Normally in Mercurial if I want to tag the current revision i do this:
hg tag version12
This will tag my current revision to "version12"
Now suppose that t开发者_如何学JAVAhe text "version12" is located in a file called buildNumbers.txt
How can I issue a DOS command to tag it with the text contained within the buildNumbers.txt
file?
What I already tried was piping the text file in.
hg tag < buildNumbers.txt
But that results in HG just giving me the help screen again. That tells me it doesen't understand this command.

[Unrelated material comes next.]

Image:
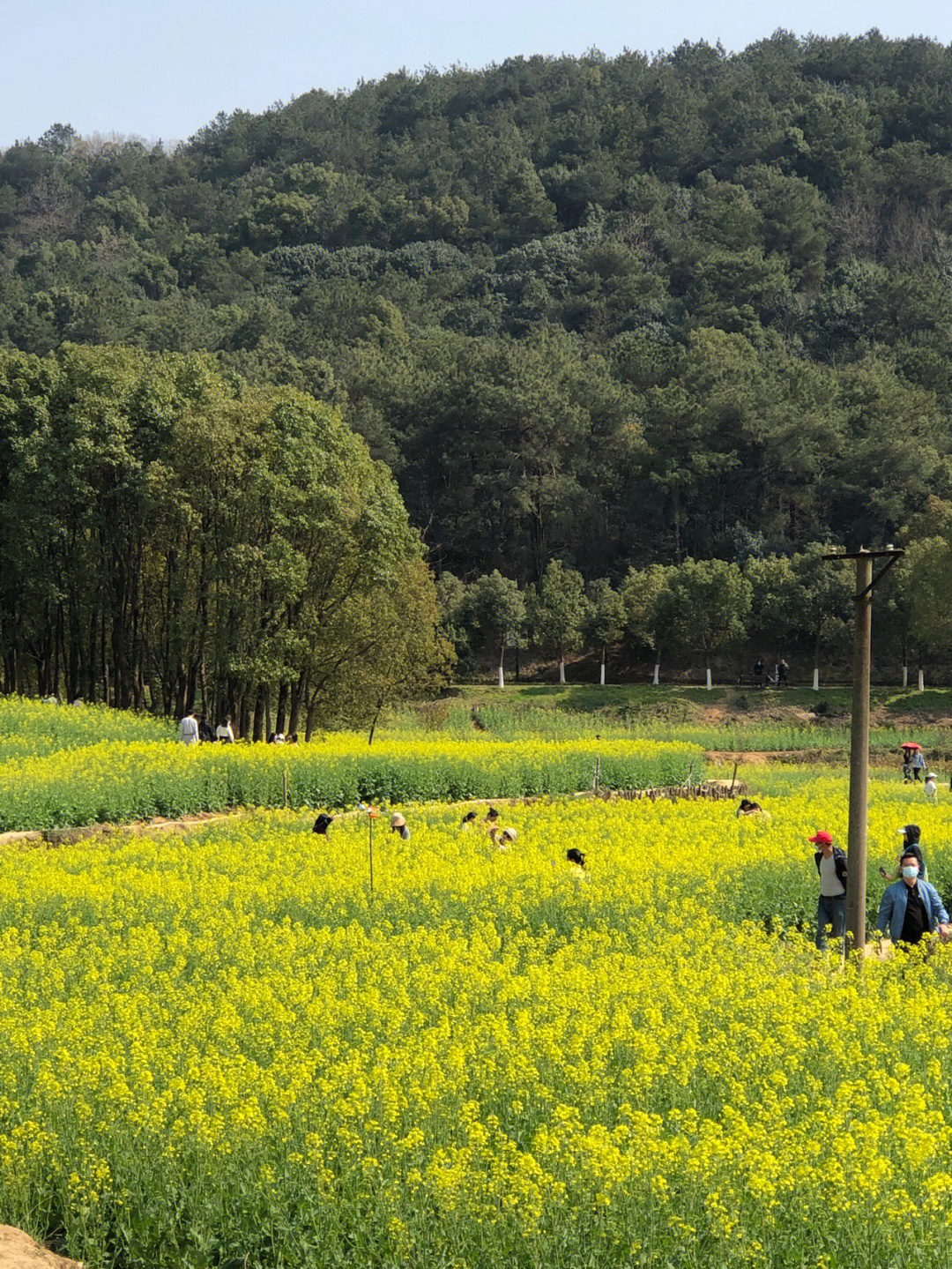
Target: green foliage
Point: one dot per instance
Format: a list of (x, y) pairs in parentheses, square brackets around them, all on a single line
[(608, 311), (170, 535)]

So does anyone know how to extract the version number from the text file and provide it as a parameter ?
Given buildNumbers.txt containing just one line with one tag (no whitepsace):
for /f %v in (buildNumbers.txt) do hg tag %v
If the structure of buildNumbers.txt is more compilcated (you didn't specify it), see the "options" to the for command.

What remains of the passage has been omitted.